Neither does U.S. recognition of Moroccan sovereignty over the disputed territory of Western Sahara—Trump’s gift to the kingdom for agreeing to normalize relations with Israel—do much to resolve this postcolonial conflict, almost half a decade old. It could well make a peaceful negotiated solution even more difficult as the sides dig in.

TIPTOEING AROUND THE TINDERBOX
Perhaps most important, the Middle East’s normalization wave seems unlikely to help the region’s suffering populations themselves. For the deepest driver of conflict of all has little to do with elite diplomacy and everything to do with how the individual states manage their economies and govern their societies. After all, it was indignity and popular anger at ruling elites—their cronyism and inability to reliably deliver basic services or, amid belt-tightening, distribute largesse to those who needed it most—that sent people into the streets during the 2011 revolts and produced a common cry for social justice. Some countries that escaped the turmoil in 2011—Algeria, Lebanon, Iraq, Sudan—experienced a form of it eight years later, and Iran had its own version last year.

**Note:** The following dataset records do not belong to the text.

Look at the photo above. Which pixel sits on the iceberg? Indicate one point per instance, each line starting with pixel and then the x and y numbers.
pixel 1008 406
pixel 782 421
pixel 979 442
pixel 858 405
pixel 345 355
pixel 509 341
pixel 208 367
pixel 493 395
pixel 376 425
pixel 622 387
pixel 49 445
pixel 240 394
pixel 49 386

The regimes that managed to weather the storm of popular fury—Egypt, Syria, Algeria, and perhaps now also Tunisia, though today under a different autocratic leadership—have reconstituted themselves as “fierce” states: internally weak but with maximum resources directed toward policing their own people with enhanced surveillance and social controls. The Gulf Arab states that spearheaded the post-2011 counterrevolution (instigating the 2013 coup against Morsi in Egypt) showed the way—with the help of Israeli technology. Past decades have demonstrated that superrepressive states can survive for quite some time, but that their growing inability to cope with accumulating social and economic pressures eventually reaches its end. The incisive UN Arab Human Development reports from the early years of this century warned that an Arab state system lagging in human development and with all its other socioeconomic ills was unsustainable—foreshadowing the uprisings a few years later. Today, however, the challenges have only grown worse. The Middle East now faces the scars of war, the COVID-19 pandemic, rapidly population growth, widespread youth unemployment, and uncontrolled urbanization, not to mention climate change and the nascent transition to clean energy. No government in the region is currently capable of seriously confronting these issues.

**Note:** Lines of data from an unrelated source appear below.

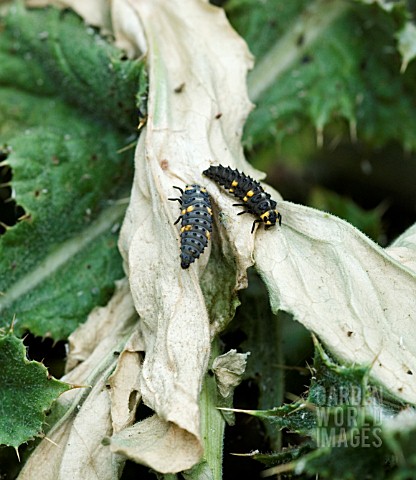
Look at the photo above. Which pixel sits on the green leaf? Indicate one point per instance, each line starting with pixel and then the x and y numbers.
pixel 67 108
pixel 26 393
pixel 333 66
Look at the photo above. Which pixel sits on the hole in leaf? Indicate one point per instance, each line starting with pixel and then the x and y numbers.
pixel 10 212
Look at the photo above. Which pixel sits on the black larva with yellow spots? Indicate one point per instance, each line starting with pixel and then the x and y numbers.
pixel 196 215
pixel 251 193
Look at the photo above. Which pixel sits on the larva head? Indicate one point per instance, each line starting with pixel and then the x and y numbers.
pixel 270 218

It is good news that, at the highest levels of government, much of the Middle East seems to be opting to get along. But the glass is only half full. One Houthi drone striking an Abu Dhabi shopping mall, a Lebanese man climbing over the border fence with Israel and attacking a bus, Israeli security forces killing Palestinian youths inside the Aqsa Mosque in Jerusalem and inflaming the entire Muslim world, or Egypt defaulting on its debt and having to slash bread and fuel subsidies—it is all too easy to imagine an event that could quickly upturn the current semblance of regional stability. And even if people may not soon again take to the streets in great numbers, public pressure for improved governance will continue to fester. Autocratic regimes may come to appreciate how putting their own houses in order may allow them to better confront the tough challenges that global disorder continues to throw at them. The question is, will they seize the opportunity?